What are Heritage Grains?

Palouse Heritage grows several varieties of heritage grains. But what are heritage grains and why should you care? These definitions will help you understand some important distinctions:

Heritage/Heirloom Grains: Generic terms that include all grain varieties raised before the mid-20th century when the modern breeding techniques of industrialized, chemically-focused farming came into common use. Heritage grains include landrace and ancient grains. 

Landrace Grains: Ancient pre-hybridized varieties ("races") of wheat, barley, oats, rye, and other grains that flourished since time immemorial in areas ("lands") throughout the world where they adapted to local environmental conditions. Most of our Palouse Heritage grains are landraces.

Ancient Grains: Landraces as well as primitive "pre-wheat" cereals like einkorn and emmer which have a thin but indigestible shroud ("hull") which must be removed for consumption. 

A Little History

Wheat's ancestral range stretched across the Fertile Crescent from Turkey eastward across the Transcaucasus and Mesopotamia to Kashmir and south to Ethiopia.
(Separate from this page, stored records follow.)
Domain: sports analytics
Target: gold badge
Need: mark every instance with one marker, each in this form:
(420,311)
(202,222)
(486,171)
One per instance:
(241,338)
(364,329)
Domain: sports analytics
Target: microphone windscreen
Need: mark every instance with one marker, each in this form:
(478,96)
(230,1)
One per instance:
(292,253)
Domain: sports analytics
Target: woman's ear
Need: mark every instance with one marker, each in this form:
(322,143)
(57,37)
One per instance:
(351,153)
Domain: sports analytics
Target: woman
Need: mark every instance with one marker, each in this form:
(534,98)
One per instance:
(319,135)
By 5000 BC, native landrace, or pre-hybridized, varieties had spread along the Mediterranean coast to the Iberian Peninsula. Some two thousand years later some of these grains reached the British Isles by natural dispersion from wind and animals. Successive plant selections by early farmers led to earlier maturing stands to assure yield and prevent damage from the elements, followed by choices for uniform ripening time to facilitate harvest.

True grains like wheat and barley are members of the grass family, while such “pseudo-cereals” as amaranth, quinoa, and buckwheat belong to other botanical groups. Bulgur and semolina are sometimes marketed as “ancient grains” but are actually specially processed wheat food products. Other popular varieties today labeled as "ancient grains," such as spelt, emmer, and einkorn, are actually "pre-wheats," or primitive grains that predate what we commonly refer to as landrace and heritage grains.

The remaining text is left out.